Deploying agents to the Flyte sandbox

After you have finished testing an agent locally, you can deploy your agent to the Flyte sandbox.

Here’s a step by step guide to deploying your agent image to the Flyte sandbox.

  1. Start the Flyte sandbox:

flytectl demo start
  1. Build an agent image: You can go to here to see the Dockerfile we use in flytekit python. Take Databricks agent as an example:

FROM python:3.9-slim-bookworm

RUN apt-get update && apt-get install build-essential git -y
RUN pip install prometheus-client grpcio-health-checking
RUN pip install --no-cache-dir -U flytekit \
    git+https://github.com/flyteorg/flytekit.git@<gitsha>#subdirectory=plugins/flytekit-spark \
    && apt-get clean autoclean \
    && apt-get autoremove --yes \
    && rm -rf /var/lib/{apt,dpkg,cache,log}/ \
    && :

CMD pyflyte serve agent --port 8000
docker buildx build -t localhost:30000/flyteagent:example -f Dockerfile.agent . --load
docker push localhost:30000/flyteagent:example
  1. Deploy your agent image to the Kubernetes cluster:

kubectl edit deployment flyteagent -n flyte

Search for the image key and change its value to your agent image:

image: localhost:30000/flyteagent:example
  1. Set up your secrets: Let’s take Databricks agent as an example:

kubectl edit secret flyteagent -n flyte

Get your BASE64_ENCODED_DATABRICKS_TOKEN:

echo -n "<DATABRICKS_TOKEN>" | base64

Add your token to the data field:

apiVersion: v1
data:
  flyte_databricks_access_token: <BASE64_ENCODED_DATABRICKS_TOKEN>
kind: Secret
metadata:
  annotations:
    meta.helm.sh/release-name: flyteagent
    meta.helm.sh/release-namespace: flyte
  creationTimestamp: "2023-10-04T04:09:03Z"
  labels:
    app.kubernetes.io/managed-by: Helm
  name: flyteagent
  namespace: flyte
  resourceVersion: "753"
  uid: 5ac1e1b6-2a4c-4e26-9001-d4ba72c39e54
type: Opaque

Note

Please ensure two things:

  1. The secret name consists only of lowercase English letters.

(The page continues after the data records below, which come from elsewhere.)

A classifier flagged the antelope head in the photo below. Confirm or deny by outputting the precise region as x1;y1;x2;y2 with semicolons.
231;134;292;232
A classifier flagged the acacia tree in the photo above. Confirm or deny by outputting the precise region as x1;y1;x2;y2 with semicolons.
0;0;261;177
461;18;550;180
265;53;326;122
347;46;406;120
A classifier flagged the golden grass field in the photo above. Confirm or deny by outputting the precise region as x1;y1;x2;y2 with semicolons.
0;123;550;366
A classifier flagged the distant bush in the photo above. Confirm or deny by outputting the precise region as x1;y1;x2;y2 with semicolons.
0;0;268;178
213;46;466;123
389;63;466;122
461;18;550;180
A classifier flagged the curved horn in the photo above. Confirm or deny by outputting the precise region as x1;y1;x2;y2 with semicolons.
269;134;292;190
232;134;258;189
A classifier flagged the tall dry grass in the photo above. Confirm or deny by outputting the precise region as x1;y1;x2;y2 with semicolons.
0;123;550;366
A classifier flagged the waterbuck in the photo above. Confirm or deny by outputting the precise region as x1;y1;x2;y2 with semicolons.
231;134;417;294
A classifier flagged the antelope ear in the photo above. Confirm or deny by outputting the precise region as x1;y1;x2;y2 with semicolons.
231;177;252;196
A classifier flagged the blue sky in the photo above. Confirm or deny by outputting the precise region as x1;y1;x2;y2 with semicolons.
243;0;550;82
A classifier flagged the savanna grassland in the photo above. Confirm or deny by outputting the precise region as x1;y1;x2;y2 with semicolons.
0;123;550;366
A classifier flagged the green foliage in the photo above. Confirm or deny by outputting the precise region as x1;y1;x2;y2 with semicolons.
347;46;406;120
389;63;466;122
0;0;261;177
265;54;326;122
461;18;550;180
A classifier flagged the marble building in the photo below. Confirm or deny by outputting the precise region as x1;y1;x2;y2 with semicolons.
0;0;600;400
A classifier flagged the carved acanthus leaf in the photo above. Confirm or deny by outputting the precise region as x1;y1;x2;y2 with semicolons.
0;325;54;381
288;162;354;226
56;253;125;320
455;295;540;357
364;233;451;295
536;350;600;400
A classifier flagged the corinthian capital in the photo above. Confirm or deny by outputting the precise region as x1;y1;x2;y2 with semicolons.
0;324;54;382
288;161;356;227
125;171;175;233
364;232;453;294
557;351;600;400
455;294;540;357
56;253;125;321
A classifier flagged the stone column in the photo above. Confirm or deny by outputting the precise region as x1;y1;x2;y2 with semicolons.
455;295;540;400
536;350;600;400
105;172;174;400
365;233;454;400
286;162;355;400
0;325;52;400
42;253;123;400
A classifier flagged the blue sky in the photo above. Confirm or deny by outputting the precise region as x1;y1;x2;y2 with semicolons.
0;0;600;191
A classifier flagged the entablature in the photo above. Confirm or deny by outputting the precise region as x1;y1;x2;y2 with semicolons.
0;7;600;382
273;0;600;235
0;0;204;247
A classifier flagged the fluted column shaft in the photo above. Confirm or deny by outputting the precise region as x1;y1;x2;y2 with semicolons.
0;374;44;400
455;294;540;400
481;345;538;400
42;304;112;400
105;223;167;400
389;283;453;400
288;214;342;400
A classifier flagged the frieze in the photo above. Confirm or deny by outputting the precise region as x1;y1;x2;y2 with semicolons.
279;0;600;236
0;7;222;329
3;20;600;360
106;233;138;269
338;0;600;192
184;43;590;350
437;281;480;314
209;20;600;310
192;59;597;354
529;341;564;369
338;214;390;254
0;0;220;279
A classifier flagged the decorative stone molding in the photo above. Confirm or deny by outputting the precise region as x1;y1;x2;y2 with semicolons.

  2. The secret value is encoded in Base64.

  1. Restart development:

kubectl rollout restart deployment flyte-sandbox -n flyte
  1. Test your agent remotely in the Flyte sandbox:

pyflyte run --remote agent_workflow.py agent_task

Note

You must build an image that includes the plugin for the task and specify its config with the --image flag when running pyflyte run or in an ImageSpec definition in your workflow file.